Throughout my life, I’ve had the pleasure to meet, befriend and work with brilliant women. My career as a writer has afforded me even more opportunities to come to know and understand just how awesome women are. And each day, I have the esteemed pleasure of chatting up ladies who give me so much life. I only hope I do the same for them.
Why just last night, I was speaking with a good friend about her potential relocation to Atlanta. Before that, I chatted with my sister about a class she’s taking and a paper on which she is working. Before that, I touched base with my Editor-in-Chief to talk about our upcoming issue. And before that, I had an illuminating conversation with a good friend about the joys, pains, struggles and successes of writing.
Not a single one of those conversations was about propping up, pining for, or puzzling over a man. Because in reality, women’s lives, existences, thoughts, actions, dreams, aspirations and motivations aren’t centered on men.

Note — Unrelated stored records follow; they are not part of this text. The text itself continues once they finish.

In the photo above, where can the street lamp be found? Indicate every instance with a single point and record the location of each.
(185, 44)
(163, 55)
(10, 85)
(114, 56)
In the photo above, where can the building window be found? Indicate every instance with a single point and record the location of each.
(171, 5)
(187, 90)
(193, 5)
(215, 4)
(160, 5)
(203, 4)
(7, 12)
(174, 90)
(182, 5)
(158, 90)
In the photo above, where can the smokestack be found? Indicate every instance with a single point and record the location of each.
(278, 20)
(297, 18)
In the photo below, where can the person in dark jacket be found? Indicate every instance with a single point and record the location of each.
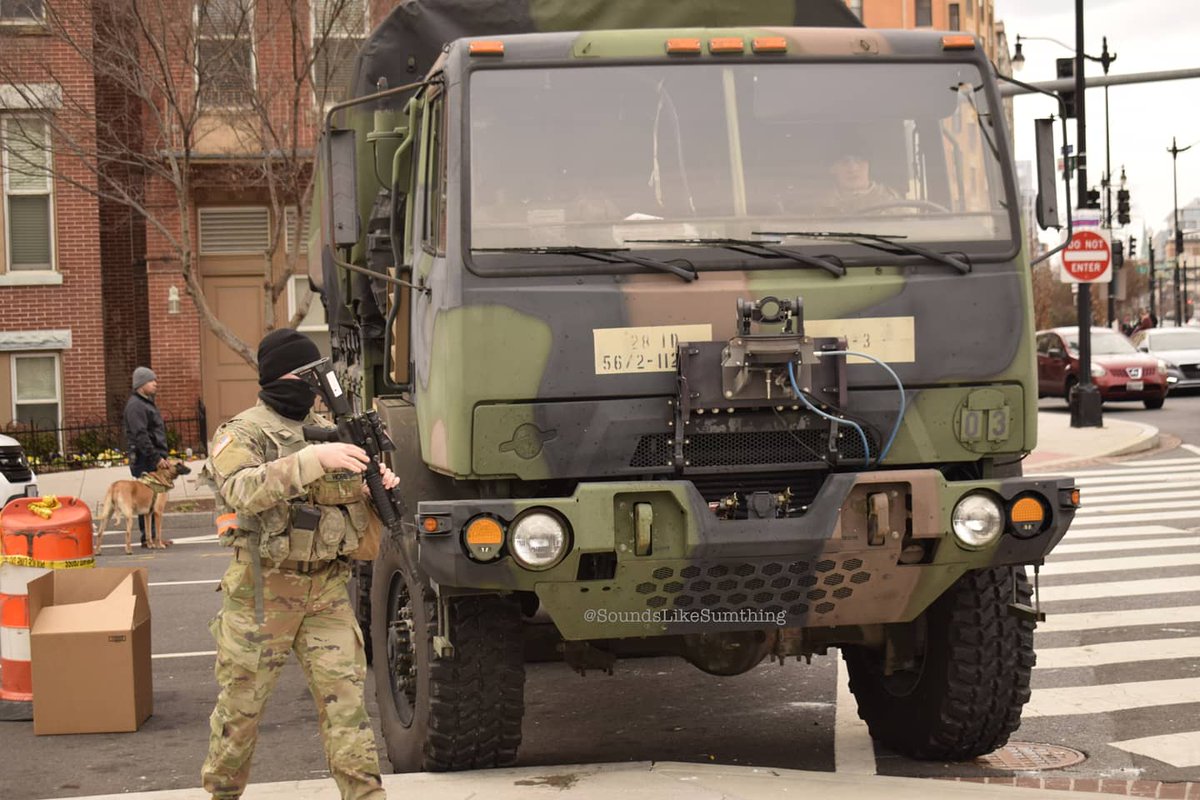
(144, 431)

However, most films would have us believe otherwise. In movies, female characters tend to fall into the same tired tropes. The trophy wife or girlfriend. The crazy ex. The cold-hearted bitch. The mammie. The insatiable (often Latina) sex kitten. The dirty old lady. The black widow. The angry Black woman. The gold digger. The dorky chick who’s never gotten laid. The hottie that ends up dead. The tragic mulatto. The master (mistress) manipulator.
Notice how many of these tropes are directly related to their relationship with men?
In most movie projects, men are typically in the lead roles with perhaps one woman falling into any one of the above-mentioned categories. And that woman rarely seems to interact with any other woman except when it’s time to talk about a man. Hence the dire need for the Bechdel Test.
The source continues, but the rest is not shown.